The period of the Cuban Missile Crisis has proved one which filmmakers and other creative types have returned to time and again, but with Ginger & Rosa writer and director Sally Potter was taking a more British view of the event and how it affected the lives of the most impressionable citizens who in this case would be the teenagers she concentrated on here, with the two girls becoming wrapped up in the Campaign for Nuclear Disarmament. Though the effect of this consciousness-raising has very different effects on them both, finally driving them apart as they took alternative paths; that said, they were still linked very strongly, just not in the manner they would have been most happy with.

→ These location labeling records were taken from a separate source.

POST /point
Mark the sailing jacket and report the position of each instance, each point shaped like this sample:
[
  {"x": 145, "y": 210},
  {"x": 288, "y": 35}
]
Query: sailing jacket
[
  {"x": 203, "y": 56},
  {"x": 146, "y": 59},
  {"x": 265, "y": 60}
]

Certainly poor Ginger, who carries the weight of the world on her shoulders, is unhappy with the way things develop, in a performance from Elle Fanning which became the heart of the piece, and just about saved it from a rather uneasy conservatism which was surprising coming from this director. Fanning managed a very creditable English accent, and if she was called upon to spend increasing amounts of her scenes in tears then at least that suited the unravelling mental state of Ginger, though her hectoring qualities were rather less easy to take. Before long her obsession with the end of the world in nuclear armageddon grows wearing, especially as it appears to be the sole lens she can see her environment through.

That said, Potter made sure that we could well understand Ginger's anxieties and see that she really needed someone to offer her a sense of perspective which was lacking in those around her: if anything, they inadvertently encourage the girl in her worries. Her relationship with her mother, who abandoned her promising painting career to bring up her daughter, grows fraught with tensions because Ginger thinks she is pushing her beloved, activist father Roland (Alessandro Nivola) away from their unstable family unit when it's actually he who is the problem, and funnily enough his character proves a problem for the overall plotline and themes of the film into the bargain.

Basically everyone who has principles here is shown up as a sham of a human being, either because those ideals make them a hypocrite in their day to day lives (as in the case of Roland) or cannot be sustained in the face of the wider community, whether that be family and friends or the global one (Ginger). Standing up for anything here leads to heartache or exposure of your essential failings, which does make for a tone which may flirt with the attractiveness of rebelling against a status quo that can bring the world to the brink of annihilation but is more caught up in showing that any noble notions of saving the population of Planet Earth are strictly for the kids who don't know any better, and they will have that youthful optimism for positive change knocked out of them soon enough. It's a dispiriting and frankly humourless take on trying to do the best when your personality flaws will always scupper such lofty standards, a very twenty-first century viewpoint on past integrities.